This article was originally published in AI Business.
Nvidia currently leads the AI chip race, but AMD is making strides to close the gap.
Microsoft CTO Kevin Scott said recently at a conference that AMD is “making increasingly compelling GPU offerings” that could rival Nvidia. However, industry experts say AMD faces a tough challenge in the growing field of AI processors.
“Nvidia’s first and primary advantage arises from software that has been highly optimized to run on its AI chips,” Benjamin Lee, a professor in the Department of Electrical and Systems Engineering and the Department of Computer and Information Science at the University of Pennsylvania, said in an interview.
The race for chips
Since OpenAI introduced ChatGPT last year, there has been a surge of interest in large language models (LLMs) that demand huge computational resources. Although companies like Google, Amazon, Meta, and IBM have developed AI chips, Nvidia currently dominates with over 70% of AI chip sales, according to sister research firm Omdia.
One secret to Nvidia’s success is its software. The company has developed its CUDA application for performing more general types of computation on its graphics processors, Lee said. The Nvidia CUDA software libraries are well integrated with the most popular programming languages for machine learning, such as PyTorch. Another Nvidia advantage is high-speed networks and system architectures connecting multiple GPUs.
“These networks permit fast, efficient coordination when a model is too large to run on a single GPU, permitting the construction of larger, faster AI supercomputers,” he added.

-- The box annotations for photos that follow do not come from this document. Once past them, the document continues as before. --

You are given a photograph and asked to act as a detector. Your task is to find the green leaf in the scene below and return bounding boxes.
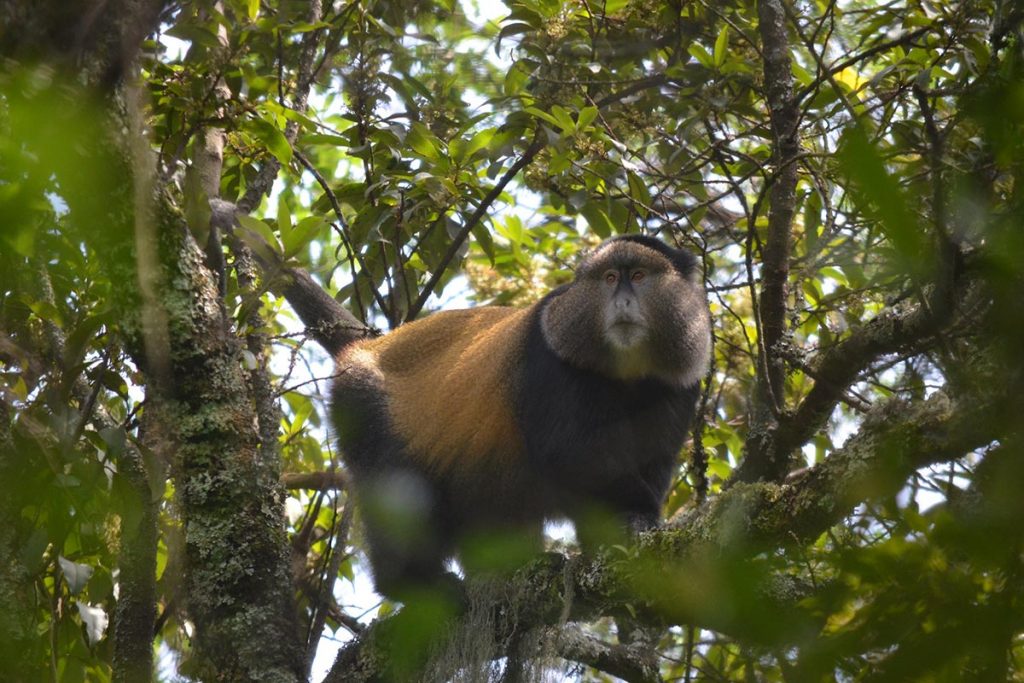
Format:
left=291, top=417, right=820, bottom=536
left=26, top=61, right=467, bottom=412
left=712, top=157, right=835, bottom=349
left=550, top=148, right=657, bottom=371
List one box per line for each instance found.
left=551, top=104, right=575, bottom=133
left=687, top=43, right=715, bottom=69
left=580, top=202, right=615, bottom=239
left=282, top=216, right=327, bottom=258
left=406, top=121, right=441, bottom=162
left=523, top=106, right=559, bottom=127
left=577, top=106, right=598, bottom=130
left=837, top=124, right=929, bottom=278
left=715, top=26, right=729, bottom=69
left=250, top=119, right=292, bottom=166
left=57, top=555, right=92, bottom=595
left=239, top=214, right=283, bottom=262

Nvidia’s new GPU, the H100, designed for AI applications and that started shipping in September, has witnessed soaring demand. Companies of all sizes are hustling to secure these chips, produced through an advanced manufacturing technique and requiring intricate packaging that pairs GPUs with specific memory chips.
Industry leaders anticipate the H100 shortage to persist through 2024. The lack of supply poses challenges for AI startups and cloud services aiming to market computing services leveraging these new GPUs.
Meanwhile, other companies are trying to take advantage of the H100 shortfall. SambaNova Systems has rolled out a new chip, the SN40L, designed for LLMs. The SN40L can supposedly handle a 5 trillion parameter model and support over 256k sequence length, all on a single system for better model quality and faster outcomes at a lower price than Nvidia’s offerings. SambaNova claims its chip’s vast memory can juggle multiple tasks, like searching, analyzing, and generating data, making it versatile for various AI applications.
How AMD could catch up
Despite AMD’s slow start, observers say there is still hope for the company to catch up with Nvidia. In June, AMD shared plans to begin testing its MI300X chip with clients during the third quarter, a GPU crafted explicitly for AI computations.
AMD has not shared a price or the new chip yet, but the move could push Nvidia to lower the cost of its GPUs, like the H100, which can be expensive, often exceeding $30,000. Cheaper GPUs could make running generative AI applications more affordable.
The MI300X can handle larger AI models than other chips because it can use up to 192GB of memory. For comparison, Nvidia’s H100 supports only 120GB of memory.
Big AI models need lots of memory because they do many calculations. AMD demonstrated the MI300X running a Falcon model with 40 billion parameters. By comparison, OpenAI’s GPT-3 model has 175 billion parameters.
However, hardware alone may not be enough for AMD to seize a larger market share. By applying neuroscience principles to AI, it is now possible to run LLMs on CPUs for better performance, improved energy and power consumption, and substantial cost savings, Subutai Ahmad, CEO of Numenta, said in an interview.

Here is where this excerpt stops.